Guillermo Del Toro não dirige nenhuma das oito curtas que integram “Gabinete de Curiosidades de Guillermo del Toro”, mas é impossível dissociar sua imagem rotunda e elegante das histórias de terror fantástico que levam a audiência por uma viagem metafísica, delirante e cheia de revelações ao universo de tipos exóticos, repulsivos e miseráveis que foram se tornando a marca registrada de uma carreira que não admite obviedades. Para não dizerem que Del Toro parece ele mesmo um fantasma diante de sua obra, o diretor abre cada um dos filmes com um resumo breve do que se vai assistir, e em todos os casos, o que se tem é a inconteste superação do que o mestre enuncia, frisando o nome de cada colega antes que jogar-nos numa noite de breu denso e profundo, que sol nenhum dissipa.
“Gabinete de Curiosidades” mostra situações aparentemente banais que não tardam a degringolar em pânico e caos, protagonizadas por monstros improváveis e vilões empenhados em atropelar toda noção de moral, outra das características mais notórias em seus trabalhos. Em quase quarenta anos de carreira, o mexicano escalou o olimpo dos grandes realizadores de Hollywood com garbo, sem menosprezar a concorrência, mas muito seguro de seu talento e do que queria dizer. Hoje, quando se fala em Del Toro, pensa-se incontinente em tramas plenas de uma maravilhosa hediondez, que tratam de reduzir a pó a hipocrisia e a burrice de quem alardeia aos quatro ventos sua justiça, suas boas intenções, seu bom-mocismo, todas essas meras camadas de um verniz xexelento, que mal esconde a perversão das emoções calculadas. Eis a feitiçaria poderosa de belezas como esta coleção, fórmula de cujo impacto a Netflix parece vir se convencendo.

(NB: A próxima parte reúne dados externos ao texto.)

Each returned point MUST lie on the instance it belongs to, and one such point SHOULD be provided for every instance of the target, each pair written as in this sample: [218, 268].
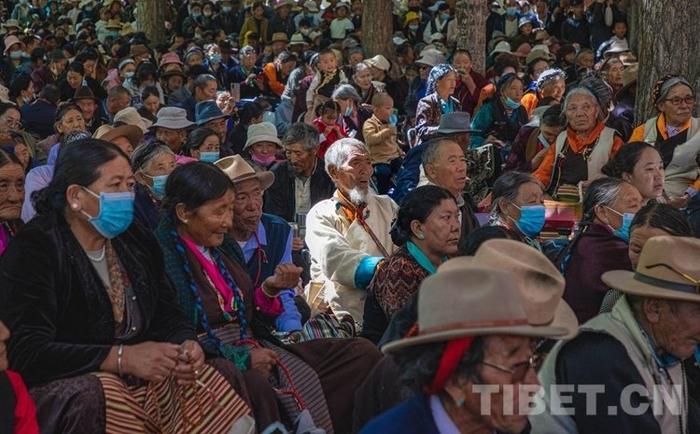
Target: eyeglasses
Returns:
[676, 101]
[519, 370]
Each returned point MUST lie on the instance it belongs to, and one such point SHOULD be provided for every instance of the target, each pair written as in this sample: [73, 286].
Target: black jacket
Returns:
[279, 198]
[58, 311]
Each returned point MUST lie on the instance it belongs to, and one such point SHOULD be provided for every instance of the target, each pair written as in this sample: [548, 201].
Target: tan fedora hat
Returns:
[539, 281]
[236, 168]
[468, 301]
[668, 268]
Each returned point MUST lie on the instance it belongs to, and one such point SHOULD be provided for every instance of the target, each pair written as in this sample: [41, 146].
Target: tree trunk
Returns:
[669, 34]
[150, 18]
[471, 30]
[377, 31]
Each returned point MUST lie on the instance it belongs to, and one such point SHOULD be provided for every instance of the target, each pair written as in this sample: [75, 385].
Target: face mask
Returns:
[512, 104]
[209, 157]
[623, 232]
[269, 117]
[393, 119]
[531, 219]
[158, 187]
[116, 213]
[264, 160]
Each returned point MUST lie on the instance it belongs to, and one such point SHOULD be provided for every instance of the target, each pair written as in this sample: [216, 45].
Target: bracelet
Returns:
[120, 355]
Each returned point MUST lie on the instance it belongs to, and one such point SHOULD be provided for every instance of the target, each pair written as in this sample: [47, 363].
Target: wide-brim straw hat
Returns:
[538, 279]
[238, 170]
[471, 301]
[668, 268]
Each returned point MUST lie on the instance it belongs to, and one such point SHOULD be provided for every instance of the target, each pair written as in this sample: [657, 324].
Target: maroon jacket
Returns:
[595, 252]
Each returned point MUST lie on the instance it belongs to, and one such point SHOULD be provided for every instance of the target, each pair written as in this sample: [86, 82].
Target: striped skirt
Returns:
[209, 407]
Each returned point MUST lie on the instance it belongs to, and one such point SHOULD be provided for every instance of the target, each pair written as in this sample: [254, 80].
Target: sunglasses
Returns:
[519, 370]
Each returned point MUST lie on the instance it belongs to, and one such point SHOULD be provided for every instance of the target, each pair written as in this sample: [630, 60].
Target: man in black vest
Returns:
[301, 181]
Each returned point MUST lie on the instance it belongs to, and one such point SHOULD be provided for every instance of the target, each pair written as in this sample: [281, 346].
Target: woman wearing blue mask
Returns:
[94, 323]
[517, 205]
[500, 118]
[203, 144]
[600, 243]
[152, 163]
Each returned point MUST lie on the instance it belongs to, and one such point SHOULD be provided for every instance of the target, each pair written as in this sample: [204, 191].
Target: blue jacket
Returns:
[410, 417]
[409, 174]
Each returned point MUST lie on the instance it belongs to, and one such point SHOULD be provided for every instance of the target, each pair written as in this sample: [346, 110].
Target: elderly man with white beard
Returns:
[348, 234]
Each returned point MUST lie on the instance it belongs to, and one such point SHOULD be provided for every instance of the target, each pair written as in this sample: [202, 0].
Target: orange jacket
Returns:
[578, 145]
[639, 133]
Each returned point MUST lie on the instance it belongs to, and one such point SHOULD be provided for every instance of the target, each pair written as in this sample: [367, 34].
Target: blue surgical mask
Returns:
[116, 213]
[393, 119]
[209, 157]
[512, 104]
[158, 187]
[269, 117]
[623, 232]
[531, 219]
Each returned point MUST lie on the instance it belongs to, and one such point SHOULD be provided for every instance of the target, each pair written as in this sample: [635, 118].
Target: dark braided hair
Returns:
[417, 205]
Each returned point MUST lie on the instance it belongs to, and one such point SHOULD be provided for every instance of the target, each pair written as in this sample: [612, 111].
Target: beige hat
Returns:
[501, 47]
[379, 62]
[236, 168]
[280, 37]
[537, 278]
[262, 132]
[468, 301]
[668, 268]
[431, 57]
[131, 116]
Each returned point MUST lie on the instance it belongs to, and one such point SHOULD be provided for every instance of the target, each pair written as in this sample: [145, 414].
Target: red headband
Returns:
[451, 355]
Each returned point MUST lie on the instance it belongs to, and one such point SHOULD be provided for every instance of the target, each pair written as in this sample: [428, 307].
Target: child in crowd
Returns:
[341, 25]
[327, 78]
[328, 127]
[619, 38]
[380, 136]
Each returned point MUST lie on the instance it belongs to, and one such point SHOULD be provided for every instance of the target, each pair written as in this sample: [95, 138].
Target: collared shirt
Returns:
[442, 420]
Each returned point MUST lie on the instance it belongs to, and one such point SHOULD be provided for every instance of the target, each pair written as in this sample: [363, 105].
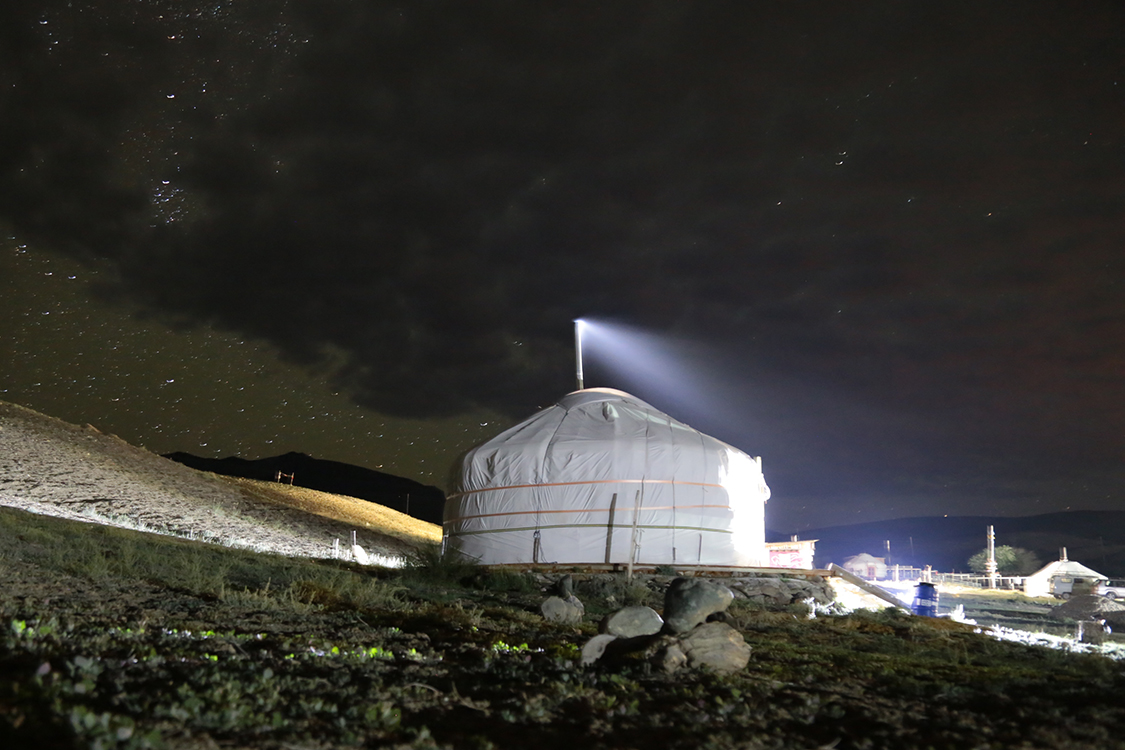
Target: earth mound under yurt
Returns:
[601, 477]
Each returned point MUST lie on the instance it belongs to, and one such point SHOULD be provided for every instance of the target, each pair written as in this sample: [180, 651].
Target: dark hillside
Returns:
[407, 496]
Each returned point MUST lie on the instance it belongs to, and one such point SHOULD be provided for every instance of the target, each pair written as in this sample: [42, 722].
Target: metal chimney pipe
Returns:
[577, 351]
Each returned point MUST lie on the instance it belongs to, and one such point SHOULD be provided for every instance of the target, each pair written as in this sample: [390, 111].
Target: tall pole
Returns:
[990, 565]
[577, 351]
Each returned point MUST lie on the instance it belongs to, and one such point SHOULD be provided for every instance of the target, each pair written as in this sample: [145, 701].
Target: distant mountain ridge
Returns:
[422, 502]
[1094, 538]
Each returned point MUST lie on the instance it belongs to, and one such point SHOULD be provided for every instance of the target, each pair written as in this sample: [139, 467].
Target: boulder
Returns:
[689, 602]
[568, 611]
[716, 645]
[632, 622]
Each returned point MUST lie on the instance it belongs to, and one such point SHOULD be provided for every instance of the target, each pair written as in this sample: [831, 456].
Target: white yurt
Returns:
[1059, 574]
[601, 477]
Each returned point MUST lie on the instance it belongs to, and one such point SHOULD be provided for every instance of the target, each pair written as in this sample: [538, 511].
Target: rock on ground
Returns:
[568, 611]
[716, 645]
[689, 602]
[632, 622]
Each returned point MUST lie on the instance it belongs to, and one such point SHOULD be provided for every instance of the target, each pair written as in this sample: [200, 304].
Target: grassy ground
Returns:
[110, 638]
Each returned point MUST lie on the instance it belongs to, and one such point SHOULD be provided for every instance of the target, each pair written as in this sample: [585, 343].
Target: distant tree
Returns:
[1009, 560]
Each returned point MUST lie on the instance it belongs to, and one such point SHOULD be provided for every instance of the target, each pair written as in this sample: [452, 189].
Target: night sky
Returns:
[883, 241]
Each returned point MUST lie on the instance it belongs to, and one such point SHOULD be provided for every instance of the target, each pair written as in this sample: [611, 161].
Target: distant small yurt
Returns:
[601, 477]
[1059, 577]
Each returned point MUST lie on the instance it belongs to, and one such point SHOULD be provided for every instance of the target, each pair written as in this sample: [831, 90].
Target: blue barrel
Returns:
[925, 601]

Não dá para entender por que “Gabinete de Curiosidades” passou tanto tempo sem a merecida divulgação. “Lote 36”, o enredo inicial da antologia, é o saboroso aperitivo que desperta a vontade de acompanhar os outros sete episódios, que só melhoram. Aqui, da mesma forma que acontece em “A Incrível História de Henry Sugar e Outros 3 Contos” (2024), compilação de meia dúzia de relatos curtos que o britânico Roald Dahl (1916-1990) produziu ao longo de meio século de carreira, outra obra-prima do gênero patrocinada pela Netflix, Guillermo Navarro fala de um velho que, tal como o avarento da peça do francês Molière (1622-1673), passa pela vida acumulando quinquilharias que podem ter algum valor além do afetivo, segredo que o diretor guarda até o instante em o mistério enfim amadurece e revela-se por si só. Quando ele morre, tudo vai parar num depósito, administrado de forma um tanto suspeita pelo ex-veterano de guerra interpretado por Demetrius Grosse. Nick Appleton, o novo proprietário dos bens do inquilino morto, obedece a seu faro e chega a uma mesa mediúnica que por seu turno conduz a um livro místico que pode valer até trezentos mil dólares se alguém tiver o condão de o tirar do lugar onde se encontra desde os anos 1940. Munido da famosa carranca e da silhueta esquelética de sempre, Tim Blake Nelson brilha na pele desse sujeito mesquinho, abrindo espaço para “Ratos de Cemitério”, de Vincenzo Natali, sem dúvida o melhor da seleção, com o justo equilíbrio entre tecnologia e a boa e a velha esquisitice toriana. Só assistindo para entender.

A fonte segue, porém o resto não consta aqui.